Guardó silencio por un largo momento, primero acomodando la manta, cubriendo mejor sus pies descalzos. Pensaba intensamente en algo, y Celestina lo miró con curiosidad.

–Es solo que… –comenzó, vacilante–. Algo está cambiando. Me duele incluso solo pensar en ti, no solo tocarte. Y también quiero confesar que sentí este dolor incluso cuando apareciste por primera vez en mi porche… como si me atravesaran sentimientos, y el dolor se convirtió en una señal de que quizás ni siquiera debería ser tu médico. Incluso en ese momento sentí algo por ti… No digo que por eso vaya a negarme a seguir tratándote y a buscar la causa de tu silencio… solo te lo digo para ser honesto contigo.

Era necesario aclararlo todo cuanto antes. Celestina puso cuidadosamente su mano en la suya, entrelazando los dedos.

–La causa está más profunda de lo que pensaba –parecía triste y preocupado–. Enséñame tus visitas a los médicos… Algo no está bien con tu médico anterior.

Celestina se quedó pensativa: no podía ser. El señor Cliff literalmente la sacó de la desgracia; gracias a él salvó su oído. Le mostró cuándo lo había visto por última vez. Nada especial, solo una revisión y de vuelta a casa.

Abrieron los ojos al volver a la realidad, y Reín parecía todavía más tenso. Ella ni siquiera alcanzó a besarlo allí donde no dolía… fuera de la realidad… tan rápido como Reín detuvo todo.

Escribió en su libreta:

«Mi anterior médico es una gran persona; si no fuera por él, nunca hubiera podido volver a cantar. Déjalo en paz».

–¿Y por qué ya no es tu médico?

«Se fue a una baja médica larga, no dijo qué había pasado, pero yo le envié flores y fruta al hospital. Luego me derivaron a otro médico, el que nos reunió a ti y a mí».

–Ah… –asintió–. Está bien –y sacó su teléfono del bolsillo, se lo entregó.

Celestina revisó los mensajes y vio lo que escribía su manager. Informaba que Albert sospechaba que su voz no volvería tan rápido, por lo que la pondría en el escenario con pista de fondo. No respondió, solo se enfadó aún más. Miró a Reín con un gesto de enojo, cuando llegó el siguiente mensaje.

Danny escribió:

«Lo siento mucho, pero Albert le contó a ese posible patrocinador que habías perdido la voz… Le dijo que sería temporal, porque estabas muy resfriada. Y ese patrocinador dijo que tu silencio no arruinaría su reunión… Lo siento tanto, de verdad, no puedo hacer nada».

¡Dioses! La destruirían, harían que incluso si dejara su estudio, nadie más la aceptaría…

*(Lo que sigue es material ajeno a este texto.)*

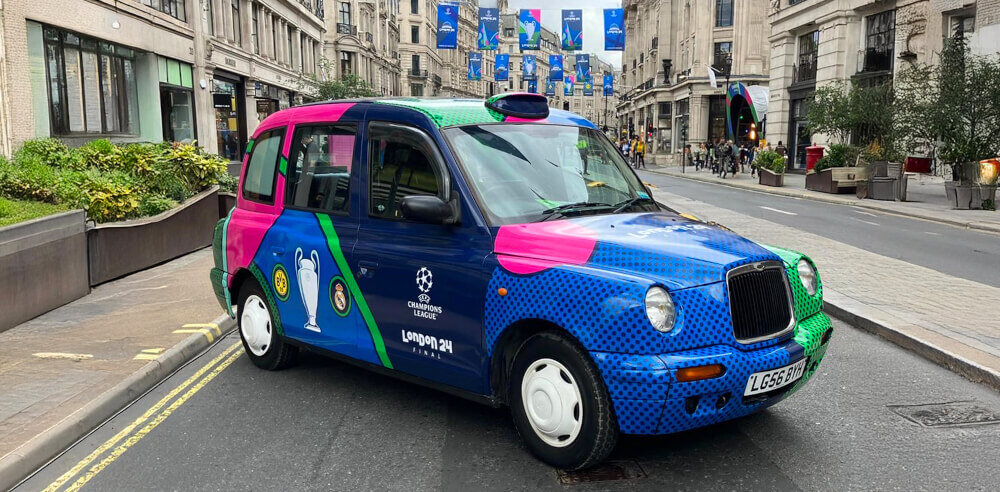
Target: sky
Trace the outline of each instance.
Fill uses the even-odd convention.
[[[622,67],[621,51],[604,51],[604,9],[621,8],[621,0],[508,0],[511,9],[542,9],[542,25],[562,32],[562,9],[583,10],[583,52],[596,53],[615,69]],[[496,0],[480,0],[480,7],[496,7]],[[626,41],[627,42],[627,41]]]

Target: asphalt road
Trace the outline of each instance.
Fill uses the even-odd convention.
[[[658,189],[908,263],[1000,287],[1000,237],[847,205],[790,198],[640,171]]]
[[[224,353],[230,335],[17,490],[67,471],[60,490],[992,489],[1000,424],[925,427],[890,405],[972,401],[977,412],[945,415],[1000,420],[1000,394],[835,327],[799,393],[714,427],[625,437],[611,460],[634,478],[584,485],[534,460],[505,410],[311,354],[262,371],[241,347]]]

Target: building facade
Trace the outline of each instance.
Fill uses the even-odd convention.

Estaba a punto de lanzar el teléfono contra la pared.

–¡Espera, espera! No les hagas caso –pero Reín la sujetó por las manos–. Son tonterías, no valen tus nervios.

La rompía por dentro. El teléfono se le cayó de las manos, al suelo, pero ella no lo vio, porque quizá Reín la había sujetado con demasiada fuerza y se habían sumergido en un recuerdo. No era su recuerdo; Celestina parpadeó rápidamente.

Se quedaron así: él aún tenía sus manos entre las de ella, firmes. Algo desconcertado; tal vez se había perdido en sus pensamientos en ese instante, y sin querer los arrastró consigo a su mente.

Reín estaba dispuesto a sacarlos de allí, a protegerla de ese recuerdo, pero Celestina alcanzó a verlo, aunque todo fue rápido. Apretó sus manos con fuerza para que no la soltara.